If then we consider these factors, we see the ruling elite, the left, and the right in a stand-off. While it may seem the ruling elite are using the left to batter the right, the real left, represented by groups like antifa or rank and file Democrats, would like to make a nice breakfast of the elites who currently pander to them. The right, characterized mostly by strong adherents to the US Bill of Rights but demonized by both the elites and the left as nazis, lacked a strong leader until Trump. Whether he becomes more than a 1 or 2 term president to truly mature into a transcendent force with a well-organized following, remains to be seen. Beyond winning elections, neither he nor his cohorts have even made a good effort to create a well-organized movement.

The left have a movement and leaders, and a strong identity as Democrats that is deeper and more coherent in a cultural sense than the right. Democrats root for their team like football fans do for theirs. Conservatives often recoil at the notion of being Republicans and have a lack of cohesion: they don’t have a single “team” they root for, even when it has a bad coach or its players aren’t up to snuff. As an Eagles fan all my life, I totally get what rooting for a team means, and liberals root for their team far more than conservatives do.

You root for your team always, right or wrong, and keep hoping it gets better.

The left also fund their players better. They invest in their rank and file. While the right wins elections, the left burrow into national instutions and carry on their work, regardless of election outcomes. They know the chidlren belong to academia’s indoctrination, which they control and which Hollywood and the Press all reinforce with slavish devotion.

Wealthy conservatives tend to be parsimonious, egotistical, and, frankly, cheap. If or when they patronage any person or group, they pinch every penny and excert so much tight control that nothing of significance can happen. The left’s donors lavish many groups, let them do their thing, and hire real experts at high wages to keep the balls moving down the court every day.

Perhaps some conservative cause or movement will invent or break through to a crowdfunding model that negates the need for rich patrons, but, so far, that has not happened. Mostly because conservatives as individuals also tend to be parsimonious and want their activists and activism on the cheap. If or when that changes, then conservatives might have a chance.
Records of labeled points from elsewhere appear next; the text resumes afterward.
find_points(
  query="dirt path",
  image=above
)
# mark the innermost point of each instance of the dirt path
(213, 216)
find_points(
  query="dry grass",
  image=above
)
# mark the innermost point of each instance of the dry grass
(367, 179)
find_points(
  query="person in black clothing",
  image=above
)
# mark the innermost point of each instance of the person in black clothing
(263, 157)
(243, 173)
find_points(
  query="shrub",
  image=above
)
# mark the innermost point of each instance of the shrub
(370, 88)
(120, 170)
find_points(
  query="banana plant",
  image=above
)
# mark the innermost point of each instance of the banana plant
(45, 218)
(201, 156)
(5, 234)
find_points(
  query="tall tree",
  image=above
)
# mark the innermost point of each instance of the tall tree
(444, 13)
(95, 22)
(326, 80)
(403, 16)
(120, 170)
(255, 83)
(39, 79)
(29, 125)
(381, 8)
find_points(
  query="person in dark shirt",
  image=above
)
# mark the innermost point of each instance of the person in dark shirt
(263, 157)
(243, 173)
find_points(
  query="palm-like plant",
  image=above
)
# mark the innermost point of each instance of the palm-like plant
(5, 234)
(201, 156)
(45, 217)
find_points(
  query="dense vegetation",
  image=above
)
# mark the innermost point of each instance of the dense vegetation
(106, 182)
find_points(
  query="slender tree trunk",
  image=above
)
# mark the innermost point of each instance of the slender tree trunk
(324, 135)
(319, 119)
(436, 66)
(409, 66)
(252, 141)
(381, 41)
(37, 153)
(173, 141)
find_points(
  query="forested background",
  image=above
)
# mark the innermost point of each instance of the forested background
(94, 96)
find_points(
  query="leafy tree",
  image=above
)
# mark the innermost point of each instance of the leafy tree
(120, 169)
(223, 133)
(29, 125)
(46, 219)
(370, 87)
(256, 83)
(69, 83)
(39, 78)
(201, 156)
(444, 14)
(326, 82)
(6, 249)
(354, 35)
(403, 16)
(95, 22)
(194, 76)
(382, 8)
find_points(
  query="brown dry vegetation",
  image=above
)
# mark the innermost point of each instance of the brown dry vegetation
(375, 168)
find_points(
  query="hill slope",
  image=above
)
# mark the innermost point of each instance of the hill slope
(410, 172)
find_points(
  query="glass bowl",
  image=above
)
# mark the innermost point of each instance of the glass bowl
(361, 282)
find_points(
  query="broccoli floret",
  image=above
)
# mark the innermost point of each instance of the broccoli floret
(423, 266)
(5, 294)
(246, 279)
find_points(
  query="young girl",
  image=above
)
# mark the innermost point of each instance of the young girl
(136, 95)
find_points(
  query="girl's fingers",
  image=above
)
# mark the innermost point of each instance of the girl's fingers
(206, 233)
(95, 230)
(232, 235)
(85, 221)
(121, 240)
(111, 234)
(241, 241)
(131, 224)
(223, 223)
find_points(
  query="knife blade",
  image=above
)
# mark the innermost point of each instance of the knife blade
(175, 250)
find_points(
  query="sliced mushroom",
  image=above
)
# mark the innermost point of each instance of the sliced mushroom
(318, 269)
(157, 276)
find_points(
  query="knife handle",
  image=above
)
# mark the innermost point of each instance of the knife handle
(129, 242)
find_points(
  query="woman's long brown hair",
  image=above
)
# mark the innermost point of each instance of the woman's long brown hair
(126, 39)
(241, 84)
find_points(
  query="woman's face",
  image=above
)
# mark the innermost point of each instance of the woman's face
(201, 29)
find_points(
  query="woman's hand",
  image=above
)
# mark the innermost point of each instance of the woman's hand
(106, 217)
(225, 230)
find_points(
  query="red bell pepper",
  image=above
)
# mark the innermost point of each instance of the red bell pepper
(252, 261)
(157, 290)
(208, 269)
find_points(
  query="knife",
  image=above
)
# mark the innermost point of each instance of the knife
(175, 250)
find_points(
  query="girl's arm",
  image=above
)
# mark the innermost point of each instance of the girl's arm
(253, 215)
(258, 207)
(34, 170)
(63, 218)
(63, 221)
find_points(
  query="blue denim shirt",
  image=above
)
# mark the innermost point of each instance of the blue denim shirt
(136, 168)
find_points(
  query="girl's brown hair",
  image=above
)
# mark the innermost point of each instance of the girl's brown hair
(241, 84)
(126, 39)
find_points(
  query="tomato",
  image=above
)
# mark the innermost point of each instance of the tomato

As it stands, despite election victories, conservatism in the US is doomed. The real battle may be between the left and the elites, after we conservatives are shunted aside and after immigration reform reshapes the electoral map in states like Texas, which is the last major bastion of conservetive power in America. Conservatives have been cheap and stingy, not supporting their activists or activism, not realizing the need and power of paid mobs as it were, and all social proof of emerging victory belongs to the left.

As a conservative activist trying to earn a living, I cannot tell you how often a fellow conservative has attacked me for daring to try to find a way to crowdfund my effort: if I really cared for the cause, I’d work for free. As if we don’t need or want professional activists who wake up every day focused on the cause and not whether or not they csn pay their bills.

Don’t get me wrong, I get paid doing political work, but it’s not activism.

The question is this: are we facing a revolution or upheaval? We are facing the potential for a leftist revolution or an internal upheaval, either of which will lead to the final destruction of conservatism as a political force in these United States. Conservatives are stingy with resources to support a professional cadre of counter-revolutionaries whose activism and leaderhsip could match and defeat the left and the elites. When a populace which espouses an idea or belief system refuses to finance it, then we know that movement is headed for demise.

In truth, not even conservatives truly believe in their movement. So the potential upheaval we face in America will mean the triumph of either the elites or the left, who will likely fight it out after routing the conservative movement.